I remember a time, late that summer. Leon was bored; school was out, and we were hanging around the public playground (I remember the roundabout, its paint worn clean through to the metal by generations of young hands), smoking Camels (Leon smoked, so I did too), and watching the Sunnybankers go by.
“Barbarians. Rabble. Proles.” His fingers were long and slender, deeply stained with ink and nicotine. On the path, a little knot of Sunnybankers approaching, dragging their schoolbags, shouting, dusty-footed in the hot afternoon. No threat to us, though there were times when we’d had to run, pursued by a gang of Sunnybankers.
Once, when I wasn’t there, they’d cornered Leon, down by the bins at the back of the school, and given him a kicking. I hated them all the more for that; even more than Leon did—they were
my people, after all. But these were just girls—four of them together and a straggler from my own year—raucous, gum-chewing girls, skirts hiked up blotchy legs, giggling and screaming as they ran down the path.
The straggler, I saw, was Peggy Johnsen, the fat girl from Mr. Bray’s Games class, and I turned away instinctively, but not before Leon had caught my eye and winked.
“Well?”
I knew that look. I recognized it from our forays into town; our record shop thefts; our small acts of rebellion. Leon’s gaze brimmed with mischief; his bright eyes pinned Peggy as she half ran to keep up.
“Well what?”
The other four were far ahead. Peggy, with her sweaty face and anxious look, was suddenly alone. “Oh no,” I said. The truth was I had nothing against Peggy; a slow, harmless girl only a step removed from mental deficiency. I even pitied her a little.

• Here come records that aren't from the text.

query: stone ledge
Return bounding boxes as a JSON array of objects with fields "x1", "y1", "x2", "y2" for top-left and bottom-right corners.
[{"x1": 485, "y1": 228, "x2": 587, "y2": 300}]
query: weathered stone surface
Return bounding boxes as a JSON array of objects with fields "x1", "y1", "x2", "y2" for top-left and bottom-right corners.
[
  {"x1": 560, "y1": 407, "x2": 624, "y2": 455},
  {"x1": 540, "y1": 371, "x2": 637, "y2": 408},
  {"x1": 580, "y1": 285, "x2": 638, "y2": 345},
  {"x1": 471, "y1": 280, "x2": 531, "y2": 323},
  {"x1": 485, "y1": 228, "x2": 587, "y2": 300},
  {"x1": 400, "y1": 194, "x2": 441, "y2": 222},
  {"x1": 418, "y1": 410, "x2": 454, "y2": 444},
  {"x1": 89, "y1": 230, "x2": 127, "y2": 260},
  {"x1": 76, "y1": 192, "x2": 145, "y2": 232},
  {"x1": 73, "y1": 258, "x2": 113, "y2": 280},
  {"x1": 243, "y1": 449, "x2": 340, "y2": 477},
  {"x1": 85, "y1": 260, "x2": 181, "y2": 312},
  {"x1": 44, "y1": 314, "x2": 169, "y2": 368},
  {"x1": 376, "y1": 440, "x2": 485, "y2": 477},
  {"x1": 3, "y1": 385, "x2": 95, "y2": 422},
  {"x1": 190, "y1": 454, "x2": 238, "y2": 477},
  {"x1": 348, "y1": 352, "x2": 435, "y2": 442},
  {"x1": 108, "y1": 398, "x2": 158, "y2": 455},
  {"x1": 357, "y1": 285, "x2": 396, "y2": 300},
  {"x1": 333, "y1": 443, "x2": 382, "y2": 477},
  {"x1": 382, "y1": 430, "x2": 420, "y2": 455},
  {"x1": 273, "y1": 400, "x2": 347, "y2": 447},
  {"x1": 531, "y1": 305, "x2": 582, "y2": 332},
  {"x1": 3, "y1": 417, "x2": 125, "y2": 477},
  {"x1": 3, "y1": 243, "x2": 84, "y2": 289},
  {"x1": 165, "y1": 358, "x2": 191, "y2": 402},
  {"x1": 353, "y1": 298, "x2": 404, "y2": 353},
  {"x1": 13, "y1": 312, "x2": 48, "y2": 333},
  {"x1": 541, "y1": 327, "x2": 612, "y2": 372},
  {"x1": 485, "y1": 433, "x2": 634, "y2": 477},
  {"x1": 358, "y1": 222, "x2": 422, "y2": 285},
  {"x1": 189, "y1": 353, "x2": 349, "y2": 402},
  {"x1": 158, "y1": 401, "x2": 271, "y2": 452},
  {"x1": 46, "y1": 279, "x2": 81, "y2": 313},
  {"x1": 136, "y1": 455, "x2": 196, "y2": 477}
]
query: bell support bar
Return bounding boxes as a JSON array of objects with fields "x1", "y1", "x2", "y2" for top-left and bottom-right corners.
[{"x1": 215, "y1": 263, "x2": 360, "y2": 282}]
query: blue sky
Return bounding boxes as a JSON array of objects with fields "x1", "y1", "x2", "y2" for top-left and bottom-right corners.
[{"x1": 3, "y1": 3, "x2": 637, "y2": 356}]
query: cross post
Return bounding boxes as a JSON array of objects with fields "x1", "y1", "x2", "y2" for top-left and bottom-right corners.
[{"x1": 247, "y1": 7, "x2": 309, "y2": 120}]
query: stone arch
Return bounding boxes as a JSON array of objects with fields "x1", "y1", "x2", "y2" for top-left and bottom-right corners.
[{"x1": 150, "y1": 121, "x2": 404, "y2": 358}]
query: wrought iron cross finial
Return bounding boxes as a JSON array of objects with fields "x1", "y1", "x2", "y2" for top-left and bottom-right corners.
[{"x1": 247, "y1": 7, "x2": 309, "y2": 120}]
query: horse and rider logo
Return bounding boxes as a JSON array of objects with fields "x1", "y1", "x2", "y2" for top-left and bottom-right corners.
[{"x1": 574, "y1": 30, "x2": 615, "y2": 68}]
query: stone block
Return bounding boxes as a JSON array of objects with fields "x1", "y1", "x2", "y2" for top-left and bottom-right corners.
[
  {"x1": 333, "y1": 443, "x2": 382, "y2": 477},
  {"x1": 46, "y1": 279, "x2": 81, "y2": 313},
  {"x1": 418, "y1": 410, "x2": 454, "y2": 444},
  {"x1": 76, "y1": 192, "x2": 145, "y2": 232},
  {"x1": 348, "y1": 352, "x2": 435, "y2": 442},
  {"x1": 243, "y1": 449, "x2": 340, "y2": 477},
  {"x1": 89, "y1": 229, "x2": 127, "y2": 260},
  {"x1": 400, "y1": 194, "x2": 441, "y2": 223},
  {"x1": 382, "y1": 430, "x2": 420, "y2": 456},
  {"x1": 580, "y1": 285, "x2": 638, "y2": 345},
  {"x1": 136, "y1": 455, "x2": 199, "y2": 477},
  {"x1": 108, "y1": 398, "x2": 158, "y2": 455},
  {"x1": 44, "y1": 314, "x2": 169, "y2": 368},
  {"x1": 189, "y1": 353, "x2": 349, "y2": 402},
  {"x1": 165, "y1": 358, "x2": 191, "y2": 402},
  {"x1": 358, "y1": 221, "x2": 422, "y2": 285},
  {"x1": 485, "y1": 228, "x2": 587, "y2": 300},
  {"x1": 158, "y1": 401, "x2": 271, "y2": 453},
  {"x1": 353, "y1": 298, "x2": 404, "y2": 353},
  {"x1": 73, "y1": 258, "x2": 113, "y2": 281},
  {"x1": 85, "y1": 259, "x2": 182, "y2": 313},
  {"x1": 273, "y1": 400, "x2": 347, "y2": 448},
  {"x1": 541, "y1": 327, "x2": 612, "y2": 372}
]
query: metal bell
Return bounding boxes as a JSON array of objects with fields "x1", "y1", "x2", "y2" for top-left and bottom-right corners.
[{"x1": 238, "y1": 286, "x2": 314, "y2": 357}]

Leon gave me a scornful look. “What is she, Pinchbeck, your girlfriend?” he said. “Come on!” And he was off at a run, arcing across the playground with an exuberant whoop. I followed him; I told myself there was nothing else I could have done.
We snatched her bags—Leon took her games kit in its Woolworth’s carrier, I grabbed her canvas satchel with the little hearts drawn on in Tipp-Ex. Then we ran, far too fast for Peggy to follow, leaving her squalling in our dust. I’d simply wanted to get away before she recognized me; but my momentum had sent me crashing against her, knocking her to the ground.